今回ご紹介するのは、スペイン北部、フランスとの国境近くに位置する「ナバーラ州」。バスク語で「山々に囲まれた平原」が名前の由来。ピレネー山脈からエブロ河沿いの渓谷まで、なだらかに波を打って広がる緑の平原です。ここはスペインでロゼワイン産地と言えば必ず名のあがる代表的地域の一つです。

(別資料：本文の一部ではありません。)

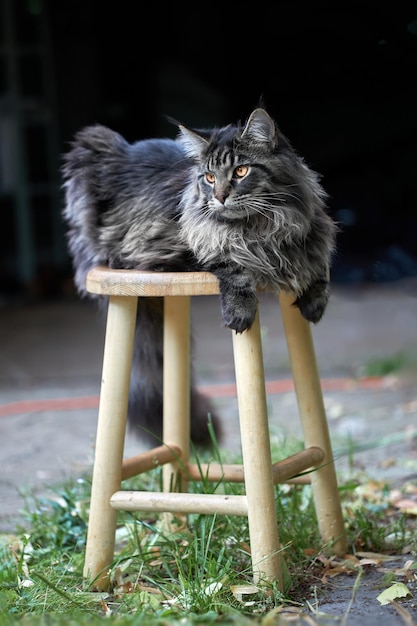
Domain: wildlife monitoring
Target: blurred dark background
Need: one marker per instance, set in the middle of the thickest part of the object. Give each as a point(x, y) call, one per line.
point(340, 79)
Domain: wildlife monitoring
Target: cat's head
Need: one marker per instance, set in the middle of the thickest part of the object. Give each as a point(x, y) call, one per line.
point(247, 171)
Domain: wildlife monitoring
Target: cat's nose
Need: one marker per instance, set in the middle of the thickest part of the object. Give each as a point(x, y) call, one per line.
point(221, 195)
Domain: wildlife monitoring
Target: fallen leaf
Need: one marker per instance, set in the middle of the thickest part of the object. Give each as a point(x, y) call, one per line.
point(397, 590)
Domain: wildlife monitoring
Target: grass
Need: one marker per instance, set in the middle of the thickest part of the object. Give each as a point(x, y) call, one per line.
point(197, 573)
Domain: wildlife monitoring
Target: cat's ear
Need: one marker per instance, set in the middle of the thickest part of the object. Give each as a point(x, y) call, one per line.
point(194, 144)
point(260, 128)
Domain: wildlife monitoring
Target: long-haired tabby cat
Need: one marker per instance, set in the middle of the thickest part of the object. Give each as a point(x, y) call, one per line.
point(237, 201)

ナバーラ州がロゼワイン以外に世界的に有名な理由としては、第一に毎年7月に中心都市パンプローナの町で行われる牛追い祭り(サン・フェルミン祭り)でしょう。ヘミングウェイの小説「日はまた昇る」の舞台となりその名が知れ渡りました。また、キリスト教の宣教師フランシスコ・ザビエルの生まれ故郷であり、なんと「ザビエル城」が現存するのです。そして昔から、ナバーラはサンティアゴ巡礼路の重要な通過点であり、文化の交流地であります。私が最も興味があるのは、ボデガス・イラーチェが巡礼者のためにワインの無償提供を行っていること!巡礼の道には所々に休憩の場所で、お茶やワイン、お菓子を無償で食べ休める場所が用意されていますが、ワイナリーがこのように提供するのはスペイン国内ここだけです。しかもD.O.ナバーラ認定の品質が保証されたワインです。蛇口をひねるとワインが出てくる給水、いやいや給ワイン?!所<フエンテ・デル・ビノ(ワインの泉)>は1991年に設置。ひと月に3,000リットル、ワインボトルだと4,000本?!も無償提供しているのだそうです!最高ですね笑

ワインの泉写真

ナバーラは、スペイン最高銘醸地のリオハに隣接しているため長年その影に隠れてしまい、単に日常消費のロゼワインや、安価なブレンド用バルク赤ワインの産地として知られてきました。1970年ごろからテンプラニーリョ種の植樹を増やしましたが、石灰質土壌が少ないこの地ではあまり品質の高いワインはできませんでした。その後、外来品種(カベルネソーヴィニヨン・メルロ、シャルドネなどを)導入する動きが広まり、スペイン品種とブレンドさせて作り出される赤ワインは品質を高めました。ですが外来品種を主にしたワインとしては、オーストラリアやチリに比べられた時に、その存在を国際バイヤーに認めさせることはできませんでした。高品質な素晴らしいワインは生まれているのですが、まだまだ赤ワインがこの地で成功しているとは言えない状況です。そんな中、やはりナバーラの地で昔からそして今後も注目していきたいのが、固有品種のガルナッチャを使ったロゼワインでしょう。今もナバーラでのロゼ生産量は全体の約30%ととても多く、やはり地域に根付いているからに他なりません。私はお食事に合わせやすく、気軽に飲めるロゼが、この地域の食文化とワインを楽しむ最大の醍醐味だと思っております。

ナバーラ産ロゼワインはこちらより購入可能です!

現地の食文化を紹介しますと、ナバーラ州はスペイン国内でも特に美味しい野菜が採れる産地として有名です。アスパラガス、赤ピーマン<ピキージョ>、アーティチョーク、そら豆など。名物の野菜の煮込み<メネストラ>は様々な野菜やお肉を入れたりと、バリエーションも豊富です。
川がありマスを食べるこの地では、ナバーラ風マスのフライ<トルーチェ・ア・ラ・ナバーラ>が有名です。マスに生ハムを挟み軽くフライにしたお料理です。
他、お肉料理ではソーセージの<チストラ>、地元のウズラやハトの野鳥料理、チーズ<ロンカル>など、様々な魅力があります。自然の恵みが豊かで、文化の交流地として栄えた場所ならではの、食に対する水準の高さと人々の誇りを感じます。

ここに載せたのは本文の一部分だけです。